Malgré la poursuite des violences et des pertes en vies humaines, ni les dirigeants iraniens ni les dirigeants américains ne veulent voir la guerre se poursuivre, et chacun a un motif d’éviter une paix post-conflit qui impliquerait ne serait-ce qu’un soupçon d’échec.

La direction iranienne à Téhéran, qui cherche à assurer la survie du régime, est dominée par des membres durs du IRGC, qui répriment l’opposition par la force lorsque cela est nécessaire et n’accepteront un accord durable que s’il circonscrit sérieusement toute menace future venant d’Israël. Elle semble même croire qu’elle pourrait survivre à une nouvelle vague de guerre dévastatrice.

Trump, pour sa part, a cruellement besoin que la guerre se termine le plus rapidement possible, malgré ses envolées et ses publications médiatiques souvent incohérentes. La colère intérieure face au conflit croît, y compris au sein des deux chambres du Congrès, où ses représentants et sénateurs républicains commencent même à rompre les rangs.

En résumé, il y a peu de confiance des deux côtés; l’Iran veut obtenir le allégement des sanctions, la libération des actifs gelés et des garanties de pérennité des accords, alors que Trump veut un mémorandum lâche qu’il puisse vendre comme une victoire. Par ailleurs, au-delà de cela, Netanyahu veut que les guerres se poursuivent aussi longtemps que possible, et certainement jusqu’aux prochaines élections.

Aucun des trois ne sera satisfait de ce qu’il veut, mais le premier à bouger pourrait provenir de Trump, surtout alors que son soutien en milieu politique s’érode encore davantage.
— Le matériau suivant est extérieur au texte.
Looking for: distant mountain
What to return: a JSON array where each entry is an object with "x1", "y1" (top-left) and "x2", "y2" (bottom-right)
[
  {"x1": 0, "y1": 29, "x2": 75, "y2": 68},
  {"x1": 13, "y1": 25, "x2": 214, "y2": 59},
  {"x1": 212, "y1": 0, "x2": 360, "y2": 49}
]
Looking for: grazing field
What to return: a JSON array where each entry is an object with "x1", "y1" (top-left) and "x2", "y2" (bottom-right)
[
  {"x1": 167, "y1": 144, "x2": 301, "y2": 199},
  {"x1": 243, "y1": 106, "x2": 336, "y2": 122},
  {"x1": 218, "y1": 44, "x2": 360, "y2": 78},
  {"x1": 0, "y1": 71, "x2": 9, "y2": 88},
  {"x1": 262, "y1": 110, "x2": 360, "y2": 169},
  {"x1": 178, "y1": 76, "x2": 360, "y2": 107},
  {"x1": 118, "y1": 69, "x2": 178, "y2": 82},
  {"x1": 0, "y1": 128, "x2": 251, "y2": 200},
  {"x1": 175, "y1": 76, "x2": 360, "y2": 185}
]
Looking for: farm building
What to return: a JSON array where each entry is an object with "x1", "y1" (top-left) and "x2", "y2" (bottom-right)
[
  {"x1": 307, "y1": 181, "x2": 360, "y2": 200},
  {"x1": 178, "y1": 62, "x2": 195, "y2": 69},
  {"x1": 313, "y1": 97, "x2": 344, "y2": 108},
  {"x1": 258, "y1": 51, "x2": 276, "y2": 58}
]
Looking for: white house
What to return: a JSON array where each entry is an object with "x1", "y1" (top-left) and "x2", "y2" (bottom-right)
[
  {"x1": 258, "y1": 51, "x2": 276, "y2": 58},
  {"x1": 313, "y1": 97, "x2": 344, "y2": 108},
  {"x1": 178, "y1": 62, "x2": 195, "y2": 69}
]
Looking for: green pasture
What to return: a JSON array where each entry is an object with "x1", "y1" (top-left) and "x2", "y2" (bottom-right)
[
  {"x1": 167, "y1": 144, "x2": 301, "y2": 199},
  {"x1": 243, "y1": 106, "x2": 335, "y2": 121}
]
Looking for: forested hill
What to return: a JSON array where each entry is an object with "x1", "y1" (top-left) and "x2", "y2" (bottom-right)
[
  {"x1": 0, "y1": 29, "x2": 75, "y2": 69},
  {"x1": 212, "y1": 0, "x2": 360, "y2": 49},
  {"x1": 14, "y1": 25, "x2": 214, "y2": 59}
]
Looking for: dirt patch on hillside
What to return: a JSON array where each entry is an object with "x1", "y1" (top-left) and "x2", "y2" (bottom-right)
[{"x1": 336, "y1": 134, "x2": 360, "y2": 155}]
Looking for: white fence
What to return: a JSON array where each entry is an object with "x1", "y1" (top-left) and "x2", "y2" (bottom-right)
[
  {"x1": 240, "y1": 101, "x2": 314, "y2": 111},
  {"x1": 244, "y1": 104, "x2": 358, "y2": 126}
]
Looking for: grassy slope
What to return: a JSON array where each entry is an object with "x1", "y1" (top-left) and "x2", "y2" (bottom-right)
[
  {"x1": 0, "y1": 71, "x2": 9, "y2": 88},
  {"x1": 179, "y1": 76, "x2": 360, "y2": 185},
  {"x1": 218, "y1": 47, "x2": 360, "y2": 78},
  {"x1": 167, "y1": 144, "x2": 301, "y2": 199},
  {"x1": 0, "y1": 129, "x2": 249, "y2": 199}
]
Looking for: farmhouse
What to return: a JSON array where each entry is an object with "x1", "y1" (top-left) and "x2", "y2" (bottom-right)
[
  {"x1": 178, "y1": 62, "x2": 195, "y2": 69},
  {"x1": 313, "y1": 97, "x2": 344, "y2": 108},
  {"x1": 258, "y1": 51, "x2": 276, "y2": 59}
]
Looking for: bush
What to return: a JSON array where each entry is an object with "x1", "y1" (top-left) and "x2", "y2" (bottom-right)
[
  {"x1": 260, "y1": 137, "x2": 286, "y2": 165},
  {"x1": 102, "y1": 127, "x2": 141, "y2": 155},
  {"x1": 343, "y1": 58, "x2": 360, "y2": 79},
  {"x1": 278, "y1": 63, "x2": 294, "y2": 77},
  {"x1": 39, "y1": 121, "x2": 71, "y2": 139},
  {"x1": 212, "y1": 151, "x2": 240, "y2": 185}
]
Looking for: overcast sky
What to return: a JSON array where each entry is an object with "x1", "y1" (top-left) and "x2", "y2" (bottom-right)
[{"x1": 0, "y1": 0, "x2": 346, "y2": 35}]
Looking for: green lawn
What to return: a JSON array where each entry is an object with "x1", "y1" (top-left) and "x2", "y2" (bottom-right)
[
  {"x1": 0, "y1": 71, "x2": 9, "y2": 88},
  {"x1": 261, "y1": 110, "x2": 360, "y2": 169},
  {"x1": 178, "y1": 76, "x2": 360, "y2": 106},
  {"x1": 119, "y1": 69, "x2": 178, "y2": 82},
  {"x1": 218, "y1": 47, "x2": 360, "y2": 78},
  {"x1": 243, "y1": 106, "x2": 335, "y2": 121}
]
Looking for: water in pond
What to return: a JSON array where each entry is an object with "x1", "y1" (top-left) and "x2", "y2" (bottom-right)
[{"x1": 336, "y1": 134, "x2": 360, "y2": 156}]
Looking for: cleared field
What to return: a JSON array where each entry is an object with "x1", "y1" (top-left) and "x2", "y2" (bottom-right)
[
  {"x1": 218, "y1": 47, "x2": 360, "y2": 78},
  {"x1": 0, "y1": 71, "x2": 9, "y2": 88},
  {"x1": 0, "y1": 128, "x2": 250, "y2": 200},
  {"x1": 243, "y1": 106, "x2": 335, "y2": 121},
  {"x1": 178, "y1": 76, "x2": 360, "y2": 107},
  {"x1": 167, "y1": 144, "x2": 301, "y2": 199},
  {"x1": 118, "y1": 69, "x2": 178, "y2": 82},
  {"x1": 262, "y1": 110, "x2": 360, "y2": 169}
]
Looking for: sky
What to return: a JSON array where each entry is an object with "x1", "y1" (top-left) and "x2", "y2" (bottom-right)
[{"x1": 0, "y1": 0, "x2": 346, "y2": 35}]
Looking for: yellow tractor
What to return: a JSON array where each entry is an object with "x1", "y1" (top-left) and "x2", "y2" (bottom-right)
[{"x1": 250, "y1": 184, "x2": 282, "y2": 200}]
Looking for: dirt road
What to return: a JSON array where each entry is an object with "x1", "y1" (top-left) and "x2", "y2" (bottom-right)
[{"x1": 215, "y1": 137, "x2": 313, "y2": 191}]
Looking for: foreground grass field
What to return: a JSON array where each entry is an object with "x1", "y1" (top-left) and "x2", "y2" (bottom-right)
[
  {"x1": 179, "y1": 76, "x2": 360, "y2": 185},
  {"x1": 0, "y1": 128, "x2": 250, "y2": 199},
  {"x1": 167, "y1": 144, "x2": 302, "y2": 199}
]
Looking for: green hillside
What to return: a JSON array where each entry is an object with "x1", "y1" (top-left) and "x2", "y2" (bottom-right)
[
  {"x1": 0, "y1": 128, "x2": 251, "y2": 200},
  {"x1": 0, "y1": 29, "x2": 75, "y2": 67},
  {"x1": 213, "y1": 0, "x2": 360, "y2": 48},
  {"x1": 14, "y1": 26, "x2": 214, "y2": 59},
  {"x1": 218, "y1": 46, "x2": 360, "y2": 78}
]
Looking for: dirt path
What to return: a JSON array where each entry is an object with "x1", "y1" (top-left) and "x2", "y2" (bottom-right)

Même ainsi, cela pourrait encore prendre de nombreuses semaines, voire des mois, et même alors, ce n’est pas du tout garanti.

Françoise Perrin

Rédactrice française engagée dans l’information citoyenne, je m’intéresse aux liens entre écologie, démocratie et solidarité. À travers mes articles, je cherche à rendre les grands enjeux de société plus clairs, plus accessibles et plus proches du terrain, en donnant une place aux initiatives, aux débats et aux voix qui participent à transformer notre époque.